New Zealand Hospitals Under Strain From Spike in Non-COVID Respiratory Diseases

By Rebecca Zhu
Rebecca Zhu
Rebecca Zhu
July 9, 2021 Updated: July 9, 2021

New Zealand hospitals are experiencing high case numbers of children infected with non-COVID-19 related respiratory illnesses as a result of lockdowns and social distancing rules.

An outbreak of respiratory syncytial virus (RSV) in Auckland’s Starship Children’s Hospital is causing the postponement of planned surgeries to ensure there are enough hands to care for all the sick children. The hospital is also urging parents not to bring children to visit other kids.

Sick beds have also been set up in a playroom in Middlemore Hospital because it ran out of space in regular wards.

New Zealand Royal College of GPs medical director Dr. Bryan Betty said his own medical practice saw a spike in children with respiratory illnesses.

“We had none of these illnesses in the country last year because of lockdown—children’s immunity has dropped a little bit, and the illness they’re actually getting is slightly more severe than what we would normally see,” Betty told the NZ Herald.

“This year it’s re-emerged and it’s caused quite a bit of pressure on both general practice and hospitals.”

People of all ages can contract RSV, often manifesting as a common cold in adults.
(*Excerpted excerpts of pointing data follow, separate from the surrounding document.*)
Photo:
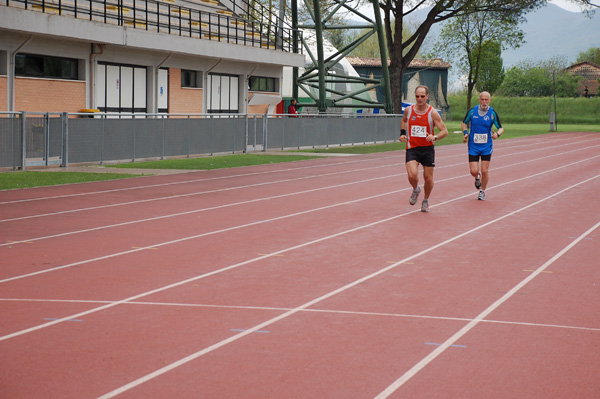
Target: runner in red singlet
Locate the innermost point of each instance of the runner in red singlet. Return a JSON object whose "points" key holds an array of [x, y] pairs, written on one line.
{"points": [[418, 132]]}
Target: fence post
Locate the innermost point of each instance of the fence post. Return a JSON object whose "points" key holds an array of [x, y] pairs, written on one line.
{"points": [[265, 134], [24, 139], [162, 155], [246, 135], [46, 137], [65, 139], [134, 136], [189, 135]]}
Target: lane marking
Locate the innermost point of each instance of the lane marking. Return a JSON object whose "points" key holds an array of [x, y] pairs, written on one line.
{"points": [[393, 387], [459, 334], [453, 345], [293, 215], [257, 331], [277, 197], [312, 310], [56, 318], [345, 162], [265, 183], [545, 271]]}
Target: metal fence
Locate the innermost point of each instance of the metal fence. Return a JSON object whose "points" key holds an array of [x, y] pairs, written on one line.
{"points": [[44, 139]]}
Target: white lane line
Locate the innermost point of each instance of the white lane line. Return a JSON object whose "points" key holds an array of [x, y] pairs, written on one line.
{"points": [[392, 387], [366, 159], [451, 341], [193, 181], [28, 240], [279, 218], [312, 310], [265, 183]]}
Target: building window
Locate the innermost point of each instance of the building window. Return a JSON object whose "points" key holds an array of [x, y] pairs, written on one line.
{"points": [[42, 66], [259, 83], [191, 78], [223, 94]]}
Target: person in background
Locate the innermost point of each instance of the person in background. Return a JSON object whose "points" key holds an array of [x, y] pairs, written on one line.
{"points": [[292, 111], [481, 119], [418, 132]]}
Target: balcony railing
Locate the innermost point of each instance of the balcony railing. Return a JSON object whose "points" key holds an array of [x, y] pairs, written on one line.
{"points": [[207, 21]]}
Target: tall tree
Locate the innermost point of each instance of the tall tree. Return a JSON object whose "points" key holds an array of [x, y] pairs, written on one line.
{"points": [[591, 55], [463, 40], [402, 52], [491, 69]]}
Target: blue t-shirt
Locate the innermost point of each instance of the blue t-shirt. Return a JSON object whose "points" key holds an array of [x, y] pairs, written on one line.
{"points": [[480, 136]]}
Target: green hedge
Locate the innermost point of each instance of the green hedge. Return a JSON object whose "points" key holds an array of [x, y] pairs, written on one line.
{"points": [[533, 110]]}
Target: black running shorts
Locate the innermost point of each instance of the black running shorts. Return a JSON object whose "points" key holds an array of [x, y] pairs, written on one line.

However, it is the leading cause of bronchiolitis and pneumonia in children aged under one and therefore can be deadly.

“There’s certainly been a lot of admissions and presentations to emergency departments, urgent aftercare facilities, and being admitted onto wards in hospitals,” Betty said. “Potentially some children can end up in ICU.”

NZ paediatrician Philip Moore told that he had not seen this level of sick children requiring hospital care in his 28 years in Hawke’s Bay Hospital.

Most NZ children will typically be infected by RSV before they turn two. However, a study has found that the 2020 lockdowns led to a reduction of 99.9 percent in influenza virus and 98 percent in RSV compared to 2015-19.

A paper by a group of French scientists calls it an “immunity debt” caused by “the lack of immune stimulation due to the reduced circulation of microbial agents.”

NZ’s Institute of Environmental Science and Research (ESR) revealed that almost 1,000 cases of RSV have been reported in the five weeks up to July 7. Meanwhile, the normal annual average number of cases across the 21 weeks of winter is 1,743.

“The exponential increase is very sharp. The absence of RSV last winter meant there is a young cohort of children from last year, plus a new cohort this year, who have not been exposed to the seasonal virus,” ESR virologist Sue Huang said. “So overall, our population has more people who are more susceptible to RSV infection.”

Director-General of Health Ashley Bloomfield said the government was concerned about the sharp surge in RSV cases but the hospitals had “very good” prevention measures in place to contain the viruses.

From the beginning of the year, a spike in RSV cases was also seen in Far North Queensland, Australia.